Crédits photo : Jean-Luc Hauser (CC 4.0)

Christophe Barthès (RN) installe une crèche dans sa permanence : Adrien Quatennens (LFI) invoque la laïcité

Création : 3 décembre 2023
Dernière modification : 5 décembre 2023

Auteur : Jean-Paul Markus, professeur de droit public, Université Paris-Saclay

Liens d’intérêts : aucun

Fonctions politiques ou similaires : aucune

Relecteur : Bertrand-Léo Combrade, professeur de droit public, Université de Poitiers 

Liens d’intérêts : aucun

Fonctions politiques ou similaires : aucune

Secrétariat de rédaction : Emma Cacciamani

 

Source : La Dépêche, 29 novembre 2023

Les députés ne sont pas soumis au principe de laïcité hors de l’hémicycle, et leur permanence n’est pas un lieu d’exercice d’un service public.

Échange houleux à l’Assemblée entre deux députés. D’un côté Christophe Barthès (RN) fier de poser en photo sur le réseau X devant la crèche de noël installée dans sa permanence à Carcassonne, « dans le respect des traditions ». De l’autre, Adrien Quatennens (LFI), très critique : « Ici c’est la France. Et la France est une République laïque. Comme parlementaire, vous représentez tous les Français. La crèche, c’est éventuellement dans le salon à la maison. Pas dans la permanence parlementaire ».

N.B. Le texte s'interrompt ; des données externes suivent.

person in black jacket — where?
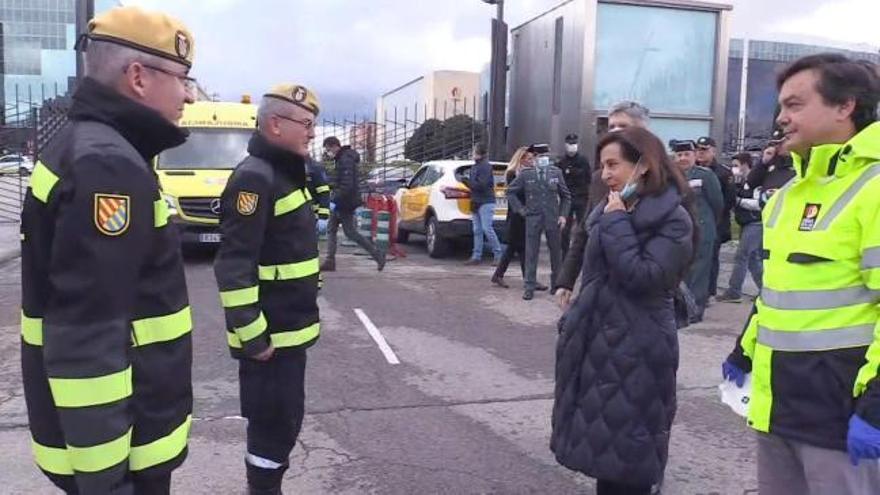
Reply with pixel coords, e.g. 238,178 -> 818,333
464,143 -> 502,265
550,128 -> 694,495
321,136 -> 385,272
214,84 -> 320,495
20,7 -> 195,495
697,136 -> 736,296
556,134 -> 593,258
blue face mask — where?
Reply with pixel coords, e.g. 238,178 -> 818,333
620,161 -> 641,201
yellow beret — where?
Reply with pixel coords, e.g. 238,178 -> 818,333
88,7 -> 195,67
263,83 -> 321,115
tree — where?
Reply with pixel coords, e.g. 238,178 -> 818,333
404,115 -> 486,162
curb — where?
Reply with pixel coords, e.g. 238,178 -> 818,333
0,247 -> 21,265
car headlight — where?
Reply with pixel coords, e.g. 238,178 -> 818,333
162,194 -> 177,215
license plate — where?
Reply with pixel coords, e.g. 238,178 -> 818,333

On passera sur la réponse du député RN « Moi je ne tape pas ma femme, fainéant ! » dont l’appréciation relève moins du droit que du critique de comique de boulevard pour se concentrer sur l’erreur commise par Adrien Quatennens.

Les députés ne sont pas soumis au principe de laïcité

Nous avions déjà eu l’occasion d’évoquer le sujet, à propos d’une demande de députés LR tendant à exiger le port de la cravate au sein de l’hémicycle. Le principe de neutralité politique et religieuse ne s’applique pas aux élus car ils ne sont pas des agents publics (Conseil constitutionnel, décision du 21 février 2013). La seule réserve tient à une auto-discipline que s’est imposée l’Assemblée à travers une « Instruction générale du Bureau » dont l’article 9 prévoit : « La tenue vestimentaire ne saurait être (…) le prétexte à la manifestation de l’expression d’une quelconque opinion : est ainsi notamment prohibé le port de tout signe religieux ostensible, d’un uniforme, de logos ou messages commerciaux ou de slogans de nature politique ». Il est donc loin le temps où l’Abbé Pierre siégeait en soutane et où Philippe Grenier portait un habit traditionnel musulman à l’Assemblée. Mais cette instruction ne vaut qu’à l’intérieur de l’hémicycle.

La permanence d’un député n’est pas un service public

Lorsqu’un député choisit un lieu pour y établir sa permanence dans sa circonscription, il le loue en général, et noue alors un contrat de bail civil des plus classiques. Lorsqu’il y exerce sa fonction de député, il ne remplit aucune mission de service public : il représente la Nation, et sa fonction est donc politique. Les assistants parlementaires, qui reçoivent les électeurs, sont certes rémunérés par le député sur des fonds publics, mais ils ne sont pas non plus considérés comme étant en charge d’une mission de service public.

D’ailleurs, indépendamment de sa fonction politique en tant que représentant de la nation, le député représente aussi un parti politique. Or, les partis politiques, selon la Constitution (article 4), « concourent à l’expression du suffrage (…) Ils doivent respecter les principes de la souveraineté nationale et de la démocratie ». Là encore, pas de principe de laïcité, car les partis politiques ne sont pas investis d’une mission de service public selon le juge (Cour de cassation, 27 janv. 2017).

À l’inverse, si les députés étaient considérés comme exerçant une mission de service public dans leur circonscription, le respect du principe de laïcité se serait imposé au sein de leur permanence. En somme, il est faux d’affirmer qu’une crèche n’a pas sa place dans une permanence de député.